Gutzon Borglum

Gutzon Borglum was the first sculptor to attempt to carve a Confederate memorial on Stone Mountain. He was approached by Mrs. Helen Plane, charter member of the United Daughters of the Confederacy, in 1915. She wished for Borglum to design and carve a 70-foot statue of General Robert E. Lee on the mountain's steep side. Borglum accepted the challenge of carving on the mountain, but told Mrs. Plane that placing a 70-foot carving of Lee on the side of this, the largest granite outcropping in the world, would be comparable to placing a postage stamp on the side of a barn. Borglum began to contemplate a Confederate memorial on Stone Mountain, and his ideas eventually evolved into a scene of Confederate greats Lee, Davis, and Jackson riding around the mountain, followed by a legion of artillery troops.

After a delay caused by World War I, Borglum and the newly-chartered Stone Mountain Confederate Monumental Association set to work on this monument, the size of which had never been attempted before. Work proceeded very slowly. Many difficulties arose because of the sheer magnitude of the undertaking. After finishing the detailed model of the carving, Borglum was unable to trace his ideas onto the massive area onto which he was working. After developing a projector to thrust the image onto the side of the mountain, Borglum and his crew of engineers and laborers were able to set to work on the actual carving.

Carving officially began on June 23, 1923, when Borglum himself cut the first granite from the mountain.

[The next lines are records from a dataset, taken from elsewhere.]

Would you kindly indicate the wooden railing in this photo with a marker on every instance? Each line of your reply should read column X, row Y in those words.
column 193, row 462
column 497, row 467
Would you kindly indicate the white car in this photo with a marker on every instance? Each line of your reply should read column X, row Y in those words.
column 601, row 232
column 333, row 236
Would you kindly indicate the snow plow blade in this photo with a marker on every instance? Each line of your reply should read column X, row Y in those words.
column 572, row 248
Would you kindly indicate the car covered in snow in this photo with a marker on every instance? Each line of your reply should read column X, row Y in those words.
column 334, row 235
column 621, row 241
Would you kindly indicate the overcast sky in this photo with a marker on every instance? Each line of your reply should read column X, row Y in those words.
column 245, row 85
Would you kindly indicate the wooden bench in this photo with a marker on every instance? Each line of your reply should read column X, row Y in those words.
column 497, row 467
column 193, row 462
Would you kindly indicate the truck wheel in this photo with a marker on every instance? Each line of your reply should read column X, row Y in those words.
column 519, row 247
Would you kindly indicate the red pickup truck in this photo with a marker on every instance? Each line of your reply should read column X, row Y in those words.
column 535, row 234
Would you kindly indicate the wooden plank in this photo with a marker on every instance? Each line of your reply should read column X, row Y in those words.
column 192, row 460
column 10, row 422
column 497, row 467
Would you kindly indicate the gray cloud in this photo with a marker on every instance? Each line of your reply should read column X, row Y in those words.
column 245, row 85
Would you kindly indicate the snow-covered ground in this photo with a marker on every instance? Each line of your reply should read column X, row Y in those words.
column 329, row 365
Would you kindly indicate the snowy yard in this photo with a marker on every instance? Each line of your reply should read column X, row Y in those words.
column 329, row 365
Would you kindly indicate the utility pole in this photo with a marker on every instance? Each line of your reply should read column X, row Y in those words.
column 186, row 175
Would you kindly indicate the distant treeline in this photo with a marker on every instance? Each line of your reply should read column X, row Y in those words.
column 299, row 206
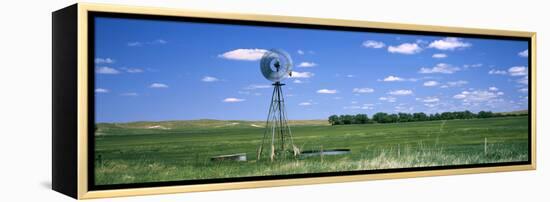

Lee's head was finished in time for the anniversary of Lee's birth, January 19, 1924, when a large gathering witnessed the unveiling of Lee's head. This celebration was the high point in Borglum's association with the carving. After this point, work began to slow and Borglum was increasingly at odds with the officials of the Stone Mountain Confederate Monumental Association. Tension rose to the point that in March of 1925, Borglum had his models destroyed and fled Georgia. His tenure with the Association was over. A more detailed account of Borglum's dealings with the Monumental Association is found in The Undefeatedby Gerald W. Johnson.

After his experience with the Monumental Association, Borglum went on to carve Mount Rushmore, where he gained his fame. None of his work remains, as it was all cleared for the work of Augustus Lukeman, Borglum's replacement.